Wet, heavy snow brought western Massachusetts to a standstill. The storm brought a dark and noisy night with the sound of falling branches every few seconds.
The problem three years ago was that there were so many leaves still on the trees that, with snow on those leaves, it weighed branches down onto power lines, leaving some people without power for over a week.
With trees and branches down all across western Massachusetts, getting around became incredibly difficult.
“A ten or fifteen minute ride took us over an hour, because there were so many power lines down across the road, we had to keep turning around and going a different way, it was just horrendous,” said Linda Krawiec from Hampden.

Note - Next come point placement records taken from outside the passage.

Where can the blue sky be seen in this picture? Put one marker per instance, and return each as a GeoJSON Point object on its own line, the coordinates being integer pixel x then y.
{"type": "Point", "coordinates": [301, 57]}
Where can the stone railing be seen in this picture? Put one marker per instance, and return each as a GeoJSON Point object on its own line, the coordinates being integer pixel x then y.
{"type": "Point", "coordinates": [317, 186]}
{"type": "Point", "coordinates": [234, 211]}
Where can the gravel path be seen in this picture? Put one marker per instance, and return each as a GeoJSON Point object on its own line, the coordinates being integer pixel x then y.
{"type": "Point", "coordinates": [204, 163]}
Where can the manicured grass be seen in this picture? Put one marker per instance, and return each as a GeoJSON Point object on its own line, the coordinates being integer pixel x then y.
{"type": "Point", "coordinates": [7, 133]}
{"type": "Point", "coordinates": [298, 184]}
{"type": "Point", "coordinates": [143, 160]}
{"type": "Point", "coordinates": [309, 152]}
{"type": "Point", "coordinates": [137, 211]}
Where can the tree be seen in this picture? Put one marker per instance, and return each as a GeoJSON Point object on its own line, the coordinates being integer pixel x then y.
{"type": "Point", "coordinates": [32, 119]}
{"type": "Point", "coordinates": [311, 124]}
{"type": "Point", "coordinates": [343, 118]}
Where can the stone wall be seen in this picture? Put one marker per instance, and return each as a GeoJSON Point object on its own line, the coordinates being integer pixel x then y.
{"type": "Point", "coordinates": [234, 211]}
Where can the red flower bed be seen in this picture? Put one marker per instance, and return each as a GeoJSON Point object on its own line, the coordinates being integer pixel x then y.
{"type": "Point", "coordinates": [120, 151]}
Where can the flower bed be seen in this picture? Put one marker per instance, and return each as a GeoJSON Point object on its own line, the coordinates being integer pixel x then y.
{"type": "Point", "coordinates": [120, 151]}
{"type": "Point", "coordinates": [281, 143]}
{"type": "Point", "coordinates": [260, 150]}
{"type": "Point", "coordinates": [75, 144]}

Once the roads became clear of debris, the next challenge was finding a gas station with gas or power. Western Massachusetts Electric Company reported 140,000 people without power at the storms peak, but since then has invested $20 million to reduce the chance of future outages.
“Certainly the lesson that we learned, because trees are the number one cause of outages, we became much more aggressive with removing those hazard trees,” said Priscilla Ress, WMECO spokesperson.
The storm that cancelled Halloween will be hard to forget. “If you lived through it it’s one of those things you don’t forget like the tornadoes and other things we’ve lived through in our lifetime,” said Charles Rososki from Springfield.
The October snow storm came the same year as the June 1st tornado and Tropical Storm Irene.